Pria kelahiran Banyuwangi 5 Juli 1955 ini dari pasangan Kyai Iskandar dengan Nyai Rabiatun. Kiai Noer memulai pendidikannya di pesantren tradisional Jawa Timur untuk kemudian sekolah di Jakarta dan mengembangkan pondok pesantren di kota besar dengan karakter budaya yang berbeda dengan kultur dasarnya. Karenanya, ketepatan pengetahuan akan peta sosiologis daerah akan sangat menentukan efektif tidaknya dakwah yang disampaikan. Makin rendah pengetahuan seorang santri akan peta simbolik masyarakat kota, akan tipis kemungkinan baginya untuk diterima dalam kelompok sosial yang dihadapinya.
Posisi seorang kyai,menurut KH. Noer Muhammad Iskandar, SQ persis seperti seorang sopir yang harus menjalankan mobil dengan lima gigi. Ia hanya menghitung secara pas kapan harus berjalan dengan gigi satu, dua, tiga, empat hingga lima. “Keterampilan untuk “pindah” secara cepat dari gigi satu ke gigi lain dituntut begitu rupa agar jalannya mobil tidak terhentak-hentak dan membuat penumpang di dalamnya mengalami kejutan simbolik,” dalih Kyai Noer saat ditemui seusai peluncuran bukunya Pergulatan Membangun Pondok Pesantren, di rumah makan Ayam Bakar Wong Solo, beberapa waktu lalu, didampingi istri tercintanya, Ibu siti Nur Jazilah.
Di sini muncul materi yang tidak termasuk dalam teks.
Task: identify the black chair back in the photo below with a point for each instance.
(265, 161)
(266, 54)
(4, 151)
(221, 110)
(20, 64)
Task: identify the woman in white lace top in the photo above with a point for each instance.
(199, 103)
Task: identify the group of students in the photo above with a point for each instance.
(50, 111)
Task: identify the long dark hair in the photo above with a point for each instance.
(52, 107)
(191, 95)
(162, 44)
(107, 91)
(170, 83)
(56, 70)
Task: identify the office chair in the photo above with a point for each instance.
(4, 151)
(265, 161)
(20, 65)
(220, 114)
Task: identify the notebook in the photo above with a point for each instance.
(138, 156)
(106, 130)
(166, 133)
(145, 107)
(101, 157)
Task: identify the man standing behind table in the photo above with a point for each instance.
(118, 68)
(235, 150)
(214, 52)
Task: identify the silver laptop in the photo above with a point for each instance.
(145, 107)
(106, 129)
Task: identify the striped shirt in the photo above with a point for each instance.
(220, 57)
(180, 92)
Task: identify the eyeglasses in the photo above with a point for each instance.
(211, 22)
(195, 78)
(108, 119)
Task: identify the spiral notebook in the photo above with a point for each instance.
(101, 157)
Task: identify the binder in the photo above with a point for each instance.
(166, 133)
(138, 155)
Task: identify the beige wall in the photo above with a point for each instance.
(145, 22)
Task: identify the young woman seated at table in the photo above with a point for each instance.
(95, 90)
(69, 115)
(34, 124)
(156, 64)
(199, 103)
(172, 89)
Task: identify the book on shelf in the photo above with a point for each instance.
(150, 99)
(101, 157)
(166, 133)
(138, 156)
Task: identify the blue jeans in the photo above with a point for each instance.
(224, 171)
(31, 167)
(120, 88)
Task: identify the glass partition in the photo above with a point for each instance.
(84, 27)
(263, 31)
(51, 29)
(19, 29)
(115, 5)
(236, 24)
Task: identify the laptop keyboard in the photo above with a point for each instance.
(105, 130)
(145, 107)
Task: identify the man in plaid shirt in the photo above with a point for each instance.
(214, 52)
Yang Unik dari tokoh ini adalah, ia mendirikan sebuah pesantren seperti dalam tradisi “intelektualisasi” santri-santri Jawa. Artinya, ia tidak saja berhadapan dengan publik atau audiens yang seluruhnya abstrak dan anonim, tetapi juga suatu publik yang konkret, yaitu para santrinya sendiri. Dalam kasus tertentu, Kyai Noer Muhammad Iskandar ini juga terlibat dalam bimbingan haji bagi kalangan elit dan menengah. Orang-orang yang dibimbing tidak jarang adalah seorang artis atau tokoh tertentu yang sudah sejak lama membangun perkenalan pribadi dengannya.